Sin embargo, una observación inesperada hizo James Burbank, dirigiéndose al capitán Howick.
—¿Podéis decirme —le preguntó—, en qué fecha ha tenido lugar el hecho relativo a las chalupas federales?
—Exactamente, Mr. Burbank. Nuestros marinos han sido degollados el día veintidós de marzo.
—Está bien —respondió James Burbank—; en esa fecha del veintidós de marzo Texar estaba todavía en la Bahía Negra, de la cual se preparaba a salir. Por consiguiente, ¿cómo ha podido tomar parte en la emboscada hecha a los marinos, que se verificaba a doscientas millas de allí, cerca del lago Kissimmee?
—¿Qué decís? —exclamó el capitán.
—Digo que Texar no puede ser el jefe de esos sudistas que han atacado a vuestras chalupas.
—Os engañáis Mr. Burbank —replicó el capitán Howick—. Texar ha sido visto por los marineros que han escapado al desastre. Estos marineros han sido interrogados por mí mismo, y conocían perfectamente a Texar, al cual habían visto varias veces en San Agustín.
—Eso no puede ser, capitán —replicó James Burbank—. La carta escrita por Zermah, carta que está en nuestras manos, prueba que en la fecha del veintidós de marzo Texar estaba todavía en la Bahía Negra.
Gilbert había escuchado sin interrumpir. Comprendía que su padre debía de tener razón; Texar no había podido encontrarse el día del degüello en los alrededores del lago Kissimmee.

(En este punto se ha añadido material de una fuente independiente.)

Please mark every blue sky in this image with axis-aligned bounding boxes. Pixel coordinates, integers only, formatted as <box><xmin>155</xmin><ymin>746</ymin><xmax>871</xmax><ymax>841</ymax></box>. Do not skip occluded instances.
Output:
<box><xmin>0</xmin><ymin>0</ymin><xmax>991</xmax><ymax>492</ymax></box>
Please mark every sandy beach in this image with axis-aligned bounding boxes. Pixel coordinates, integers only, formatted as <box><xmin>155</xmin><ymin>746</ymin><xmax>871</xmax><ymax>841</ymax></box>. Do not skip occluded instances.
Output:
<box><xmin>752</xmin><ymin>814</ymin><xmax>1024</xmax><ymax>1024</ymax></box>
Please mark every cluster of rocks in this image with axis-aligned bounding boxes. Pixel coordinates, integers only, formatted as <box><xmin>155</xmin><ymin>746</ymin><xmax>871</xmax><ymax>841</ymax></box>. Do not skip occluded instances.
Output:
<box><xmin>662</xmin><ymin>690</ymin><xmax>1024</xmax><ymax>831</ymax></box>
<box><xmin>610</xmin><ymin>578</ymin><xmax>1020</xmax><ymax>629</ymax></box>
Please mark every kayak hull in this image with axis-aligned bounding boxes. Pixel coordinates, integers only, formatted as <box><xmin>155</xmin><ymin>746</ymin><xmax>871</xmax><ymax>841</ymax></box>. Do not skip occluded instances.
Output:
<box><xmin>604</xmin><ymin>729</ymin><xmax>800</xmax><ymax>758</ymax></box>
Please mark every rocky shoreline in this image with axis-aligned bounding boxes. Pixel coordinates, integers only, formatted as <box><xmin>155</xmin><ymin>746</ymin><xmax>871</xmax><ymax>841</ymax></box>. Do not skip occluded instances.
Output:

—Pero ¿qué importa, después de todo? —dijo entonces—. Hay en la existencia de este hombre cosas inexplicables, que yo no trataré de aclarar. El veintidós de marzo se encontraba en la Bahía Negra, según dice Zermah; en la misma fecha se encontraba a la cabeza de una partida de floridianos a doscientas millas de allí, según decís vos, informado por vuestros marinos; mi capitán, sea, pero lo que es cierto es que ahora se encuentra en los Everglades. Por consiguiente, dentro de cuarenta y ocho horas podremos haberle alcanzado.
—Sí, Gilbert —respondió el capitán Howick—; y bien sea por el rapto, o bien por la emboscada, sí logramos fusilar a ese miserable, yo le tendré por justamente fusilado. Conque… en marcha.
El hecho, sin embargo, no era por eso menos incomprensible, como tantos otros que se relacionaban con la vida privada de Texar. Sin duda había allí también alguna inexplicable coartada, y se hubiese dicho que Texar poseía verdaderamente el poder de multiplicarse.
¿Llegaría a ponerse en claro este misterio? Era cosa que no se podía afirmar; pero fuera lo que fuese, lo importante era apoderarse de Texar, y a conseguir tal resultado iban a dirigirse los esfuerzos de los marineros del capitán Howick, reunidos con los compañeros de James Burbank.